As was mentioned by The Robster just last week, IRS had a bizarre habit of making strange choices as singles and I’ll add my opinion that further evidence to back this up emerged in October 1985.
One of the many books written about the band is Adventures In Hi-Fi : The Complete R.E.M. in which authors Rob Jovanovic and Tim Abbott provide an incredible amount of factual detail including the setlists from all the show of which there were a great many in 1985. Using their work, along with the info available on the online setlist.fm website, it can be seen where previous single Cant Get There From Here was aired at just about every one of the 115 shows that year, the closing track from the new album Fables of The Reconstruction was played just three times.
Wendell Gee was not one of the band’s favourite collective moments and it wasn’t a track they shared with the enthusiastic crowds who were coming in increasing numbers to their gigs at home and in Europe. And yet, this is the one that IRS decided to issue as the band’s sixth UK single, a decision made even more baffling by the fact it wasn’t released as a stand-alone 45 in the USA.
It might work well enough as a downbeat and slow-paced number to close off an album, albeit my own view is that it is the dullest and among the least memorable of the songs on Fables. It certainly has nothing going for it as a 45 – especially from a band still searching for that elusive breakthrough hit.
mp3: R.E.M – Wendell Gee
It was released in 7″ and 12″ form (with the blue background on the cover as shown at the top of this posting) along with a special as a 2×7″ release which came with the same photo but with a light green background.
One song was common to all three releases:-
mp3: R.E.M. – Crazy
A cover of a song by Pylon, another band to emerge out of Athens, GA in the late 70s/early 80s and who were very much at the heart of the scene when the four members of R.E.M. all found themselves in the town there for one reason or another. There’s a few folk out there who are fans of the band, and if anyone wants to write up any sort of appreciative post, then please feel free to do so. On the evidence of this underwhelming cover version, I haven’t been the least bit interested in seeking out anything else they have recorded.
The 12″ and double pack one song in common
This was taken from a show at Music Hall, Seattle on 27 June 1984. The reasonably high-quality production reflects that the gig was taped for a radio broadcast. It’s a rendition of a song that I’ve long thought could have provided a breakthrough hit for the band, especially if it had been released in the summer of 85 when they were headlining their own tour of the UK as well as appearing on the bill of a large one-day festival in Milton Keynes at which U2 headlined and from which footage was broadcast on Channel 4.

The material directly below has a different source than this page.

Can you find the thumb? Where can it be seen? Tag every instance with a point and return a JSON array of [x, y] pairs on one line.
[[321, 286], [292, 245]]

Two previously unreleased tracks formed the second piece of vinyl in the double pack:-
As the sleevenotes on the compilation Dead Letter Office would later reveal, the two songs are in fact kissing cousins.
Ages Of You is one of the first band compositions, dating back to 1980, rising from the ashes of an existing song called Burning Down.
Peter Buck offers these thoughts:-
When we got tired of Burning Down, we kept the two pieces that we liked and rewrote the rest to come up with Ages of You. We got tired of that one, also.”
There had been some thought to include Ages of You on the Chronic Town EP back in 1982 but it was removed at a fairly late-stage on the basis of there not being a lot of love for it among the band or the new bosses at IRS Records in the process, with Wolves, Lower brought on board as its replacement. Both the versions on show today are taken from Dead Letter Office (a collection of b-sides and outtakes) rather than the single itself.